Results: We showed that db assay is modestly less precise than commercially approved assays (43%CV for dbVL vs 10-33%CV, for 5000-10^5 cp/mL VL range), when correcting for the smaller input volume. Our rebound tests showed good pVL rebound prediction power (e.g., ROC curve AUC 83%-90% when 1000c/mL). A rebound threshold for each test was selected by maximizing the correct prediction of low pVL, i.e. no rebound (rebound at pVL ≥1000c/mL, test thresholds at: 1000c/ml median dbVL, 1.8 radio of dbVL to background medians, p-val of 0.007 Mann Whitney U test).

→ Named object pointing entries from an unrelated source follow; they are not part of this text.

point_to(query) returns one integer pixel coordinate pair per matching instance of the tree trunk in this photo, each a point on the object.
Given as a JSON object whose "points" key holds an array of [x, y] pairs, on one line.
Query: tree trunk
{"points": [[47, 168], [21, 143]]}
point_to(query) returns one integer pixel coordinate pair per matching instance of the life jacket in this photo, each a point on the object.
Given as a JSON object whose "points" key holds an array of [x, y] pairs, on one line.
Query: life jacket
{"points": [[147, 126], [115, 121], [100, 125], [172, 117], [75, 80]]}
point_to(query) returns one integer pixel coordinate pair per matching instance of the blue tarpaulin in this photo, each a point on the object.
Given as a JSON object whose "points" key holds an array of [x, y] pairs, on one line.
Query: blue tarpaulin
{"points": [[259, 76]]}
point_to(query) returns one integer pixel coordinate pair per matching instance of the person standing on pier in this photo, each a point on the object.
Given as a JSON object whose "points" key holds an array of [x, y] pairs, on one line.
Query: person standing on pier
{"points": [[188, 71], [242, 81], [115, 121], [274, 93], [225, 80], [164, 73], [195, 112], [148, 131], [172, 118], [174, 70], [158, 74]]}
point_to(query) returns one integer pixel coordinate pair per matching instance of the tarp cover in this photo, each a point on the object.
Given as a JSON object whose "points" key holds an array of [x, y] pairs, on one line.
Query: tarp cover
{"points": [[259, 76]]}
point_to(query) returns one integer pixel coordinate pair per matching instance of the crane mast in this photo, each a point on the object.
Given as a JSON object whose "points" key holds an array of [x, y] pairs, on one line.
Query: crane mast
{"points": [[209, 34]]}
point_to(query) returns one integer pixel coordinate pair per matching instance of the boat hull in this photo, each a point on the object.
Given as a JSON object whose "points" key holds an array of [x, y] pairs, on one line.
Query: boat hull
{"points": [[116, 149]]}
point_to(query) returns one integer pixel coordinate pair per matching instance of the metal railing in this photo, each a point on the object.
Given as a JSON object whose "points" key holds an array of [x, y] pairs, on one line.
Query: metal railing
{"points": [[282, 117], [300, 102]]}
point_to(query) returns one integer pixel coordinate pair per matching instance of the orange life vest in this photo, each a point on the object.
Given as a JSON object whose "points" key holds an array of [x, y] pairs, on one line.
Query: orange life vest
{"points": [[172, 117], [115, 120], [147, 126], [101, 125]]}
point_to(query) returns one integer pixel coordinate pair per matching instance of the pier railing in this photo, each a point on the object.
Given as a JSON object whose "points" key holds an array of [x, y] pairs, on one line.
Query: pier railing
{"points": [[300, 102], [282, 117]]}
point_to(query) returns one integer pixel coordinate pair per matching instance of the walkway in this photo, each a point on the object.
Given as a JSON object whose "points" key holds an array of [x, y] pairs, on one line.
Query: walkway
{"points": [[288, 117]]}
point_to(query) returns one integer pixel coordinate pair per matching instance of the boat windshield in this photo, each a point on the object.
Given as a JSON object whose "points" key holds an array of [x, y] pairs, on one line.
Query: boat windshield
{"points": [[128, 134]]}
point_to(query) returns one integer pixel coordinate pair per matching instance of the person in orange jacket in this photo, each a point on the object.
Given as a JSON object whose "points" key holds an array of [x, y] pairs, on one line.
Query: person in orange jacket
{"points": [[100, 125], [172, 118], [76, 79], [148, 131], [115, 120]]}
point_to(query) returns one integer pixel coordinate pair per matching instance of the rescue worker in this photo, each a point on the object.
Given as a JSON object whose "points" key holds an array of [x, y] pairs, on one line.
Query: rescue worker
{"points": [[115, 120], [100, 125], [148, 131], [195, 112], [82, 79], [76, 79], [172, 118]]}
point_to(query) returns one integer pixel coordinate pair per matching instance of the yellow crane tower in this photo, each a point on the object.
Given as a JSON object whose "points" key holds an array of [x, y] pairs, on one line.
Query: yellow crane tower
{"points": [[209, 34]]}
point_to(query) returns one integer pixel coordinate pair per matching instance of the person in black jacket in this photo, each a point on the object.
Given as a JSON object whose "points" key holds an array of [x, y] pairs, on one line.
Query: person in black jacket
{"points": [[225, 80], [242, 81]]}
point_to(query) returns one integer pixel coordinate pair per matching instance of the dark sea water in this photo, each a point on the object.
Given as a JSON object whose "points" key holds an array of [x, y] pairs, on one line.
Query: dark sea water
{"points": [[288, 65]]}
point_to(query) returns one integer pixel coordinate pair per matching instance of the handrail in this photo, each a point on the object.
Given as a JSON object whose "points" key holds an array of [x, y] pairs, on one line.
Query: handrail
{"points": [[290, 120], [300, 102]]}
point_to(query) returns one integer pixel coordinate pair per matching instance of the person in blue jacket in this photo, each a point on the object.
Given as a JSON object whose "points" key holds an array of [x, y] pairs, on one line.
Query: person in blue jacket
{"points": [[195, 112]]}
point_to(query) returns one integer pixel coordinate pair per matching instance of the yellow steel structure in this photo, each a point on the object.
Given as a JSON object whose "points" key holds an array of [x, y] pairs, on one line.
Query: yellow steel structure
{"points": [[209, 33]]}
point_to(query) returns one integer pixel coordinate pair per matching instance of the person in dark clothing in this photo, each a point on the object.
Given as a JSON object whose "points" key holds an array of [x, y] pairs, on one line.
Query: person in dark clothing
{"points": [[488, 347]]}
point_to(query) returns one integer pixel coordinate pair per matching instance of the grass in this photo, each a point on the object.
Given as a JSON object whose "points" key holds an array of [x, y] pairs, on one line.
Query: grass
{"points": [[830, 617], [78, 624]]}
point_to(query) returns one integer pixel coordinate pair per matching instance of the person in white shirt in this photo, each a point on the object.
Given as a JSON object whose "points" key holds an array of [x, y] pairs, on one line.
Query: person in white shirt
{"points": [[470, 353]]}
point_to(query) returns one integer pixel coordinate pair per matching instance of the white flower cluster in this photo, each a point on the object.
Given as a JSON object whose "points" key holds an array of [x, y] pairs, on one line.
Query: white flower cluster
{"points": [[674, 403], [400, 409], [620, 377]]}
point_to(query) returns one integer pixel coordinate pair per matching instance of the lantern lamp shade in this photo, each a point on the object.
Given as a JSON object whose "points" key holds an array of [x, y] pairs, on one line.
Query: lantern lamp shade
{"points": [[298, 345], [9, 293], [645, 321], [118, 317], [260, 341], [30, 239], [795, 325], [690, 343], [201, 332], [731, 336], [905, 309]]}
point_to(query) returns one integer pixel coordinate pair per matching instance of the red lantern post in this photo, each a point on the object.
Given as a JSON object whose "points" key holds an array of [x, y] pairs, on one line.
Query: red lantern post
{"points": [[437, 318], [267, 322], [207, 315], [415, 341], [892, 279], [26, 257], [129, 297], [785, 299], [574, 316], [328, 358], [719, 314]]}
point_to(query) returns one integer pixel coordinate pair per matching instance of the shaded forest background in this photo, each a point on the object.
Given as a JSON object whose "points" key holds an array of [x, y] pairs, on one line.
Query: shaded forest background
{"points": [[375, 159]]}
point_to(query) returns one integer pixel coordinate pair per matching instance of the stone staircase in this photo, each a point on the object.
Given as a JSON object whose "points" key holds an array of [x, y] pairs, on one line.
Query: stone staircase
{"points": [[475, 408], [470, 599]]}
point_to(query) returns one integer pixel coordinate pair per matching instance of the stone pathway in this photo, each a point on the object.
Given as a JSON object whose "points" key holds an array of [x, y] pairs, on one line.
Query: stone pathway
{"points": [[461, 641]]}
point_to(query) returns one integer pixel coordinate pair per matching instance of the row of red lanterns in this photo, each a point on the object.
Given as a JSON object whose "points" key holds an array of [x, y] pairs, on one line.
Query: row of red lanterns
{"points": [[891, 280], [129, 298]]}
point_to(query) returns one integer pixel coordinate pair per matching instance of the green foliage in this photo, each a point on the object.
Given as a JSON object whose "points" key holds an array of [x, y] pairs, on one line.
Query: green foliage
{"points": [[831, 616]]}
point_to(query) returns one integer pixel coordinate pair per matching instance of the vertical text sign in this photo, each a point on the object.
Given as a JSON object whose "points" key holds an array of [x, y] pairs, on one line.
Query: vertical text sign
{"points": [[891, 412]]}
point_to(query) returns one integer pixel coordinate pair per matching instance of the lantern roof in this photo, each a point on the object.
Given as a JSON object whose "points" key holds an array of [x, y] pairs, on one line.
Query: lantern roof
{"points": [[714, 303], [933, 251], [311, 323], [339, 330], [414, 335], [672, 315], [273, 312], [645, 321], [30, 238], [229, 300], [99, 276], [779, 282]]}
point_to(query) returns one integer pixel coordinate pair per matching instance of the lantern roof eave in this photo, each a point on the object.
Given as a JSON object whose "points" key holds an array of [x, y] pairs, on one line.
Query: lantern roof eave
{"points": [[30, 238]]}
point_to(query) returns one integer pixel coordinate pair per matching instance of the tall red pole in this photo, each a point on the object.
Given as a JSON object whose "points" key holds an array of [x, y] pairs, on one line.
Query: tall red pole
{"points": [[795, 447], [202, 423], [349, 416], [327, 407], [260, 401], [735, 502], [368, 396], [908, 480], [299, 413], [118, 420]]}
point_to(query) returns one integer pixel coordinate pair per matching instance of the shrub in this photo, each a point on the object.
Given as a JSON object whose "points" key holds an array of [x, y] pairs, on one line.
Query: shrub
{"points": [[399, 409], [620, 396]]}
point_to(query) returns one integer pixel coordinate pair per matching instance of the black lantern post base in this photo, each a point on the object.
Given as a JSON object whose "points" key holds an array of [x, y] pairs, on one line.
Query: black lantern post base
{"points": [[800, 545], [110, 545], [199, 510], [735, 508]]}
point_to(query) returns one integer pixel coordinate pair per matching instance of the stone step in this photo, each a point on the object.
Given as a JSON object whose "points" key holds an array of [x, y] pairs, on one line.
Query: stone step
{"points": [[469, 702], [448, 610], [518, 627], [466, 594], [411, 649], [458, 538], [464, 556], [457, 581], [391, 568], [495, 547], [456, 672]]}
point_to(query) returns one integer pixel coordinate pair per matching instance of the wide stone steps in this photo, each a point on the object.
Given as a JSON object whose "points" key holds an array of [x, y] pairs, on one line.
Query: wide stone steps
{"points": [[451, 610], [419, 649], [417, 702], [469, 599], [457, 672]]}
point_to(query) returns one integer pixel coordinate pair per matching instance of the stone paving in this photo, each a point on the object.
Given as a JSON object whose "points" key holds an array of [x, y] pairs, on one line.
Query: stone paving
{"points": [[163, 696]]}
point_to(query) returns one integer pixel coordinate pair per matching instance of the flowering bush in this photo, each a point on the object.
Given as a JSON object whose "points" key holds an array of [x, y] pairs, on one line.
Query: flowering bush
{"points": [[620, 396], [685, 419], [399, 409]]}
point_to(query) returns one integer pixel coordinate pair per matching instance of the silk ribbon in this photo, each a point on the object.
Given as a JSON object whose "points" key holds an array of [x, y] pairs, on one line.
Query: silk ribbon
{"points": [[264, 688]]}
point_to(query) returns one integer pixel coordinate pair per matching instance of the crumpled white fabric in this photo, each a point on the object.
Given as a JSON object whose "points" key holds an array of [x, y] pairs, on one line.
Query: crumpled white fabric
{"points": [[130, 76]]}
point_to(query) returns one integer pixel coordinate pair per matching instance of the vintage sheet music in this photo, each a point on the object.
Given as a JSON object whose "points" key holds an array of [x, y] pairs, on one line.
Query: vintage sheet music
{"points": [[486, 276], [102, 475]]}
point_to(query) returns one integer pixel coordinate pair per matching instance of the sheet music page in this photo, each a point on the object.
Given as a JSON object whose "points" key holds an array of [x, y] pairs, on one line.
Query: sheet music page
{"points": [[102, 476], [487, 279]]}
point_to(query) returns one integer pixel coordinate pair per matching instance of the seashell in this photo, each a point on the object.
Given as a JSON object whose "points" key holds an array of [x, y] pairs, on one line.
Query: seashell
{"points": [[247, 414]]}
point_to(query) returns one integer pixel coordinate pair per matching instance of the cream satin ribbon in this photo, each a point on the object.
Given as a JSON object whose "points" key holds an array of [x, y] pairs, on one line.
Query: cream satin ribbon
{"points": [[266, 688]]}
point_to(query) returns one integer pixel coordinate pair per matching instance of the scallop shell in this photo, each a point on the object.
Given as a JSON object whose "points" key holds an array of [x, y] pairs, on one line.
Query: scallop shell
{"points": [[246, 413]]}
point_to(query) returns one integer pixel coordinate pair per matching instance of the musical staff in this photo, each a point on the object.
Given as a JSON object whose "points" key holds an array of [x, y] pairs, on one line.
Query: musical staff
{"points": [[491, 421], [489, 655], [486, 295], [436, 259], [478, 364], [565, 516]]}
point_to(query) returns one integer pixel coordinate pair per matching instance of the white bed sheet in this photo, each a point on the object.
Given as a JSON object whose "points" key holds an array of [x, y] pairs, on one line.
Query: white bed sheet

Our rebound tests accounting for background signal were modestly better at predicting no rebound (0.92 vs 0.87 proportion of correct predictions)

Conclusions: We showed that (a) the noise observed in the dbVL samples is measurable and comparable to that of other HIV tests, suggesting that small sample size is the primary cause of imprecision, and can be controlled with replicate measurements; (b) our rebound tests correctly predict low pVL (no rebound) up to 92% of the time, suggesting that the dbVL data can help keep a patient at home and determine if VL has rebounded. This project further advances our knowledge of at home sampling methods for viral load and may allow for improved patient centric sampling in future ATI trials

Citations: [1] Dubé K, Agarwal H, Carter WB, et al, HIV research & clinical practice vol. 23,1 (2022): 76-90.
[2] Rosenbloom, Daniel S. et. al, Poster 1091, CROI 2024; USA; March 3-6, 2024.
[3] Azzoni, Livio et. al, Poster 1106, CROI 2024; Denver, CO, USA; March 3-6, 2024.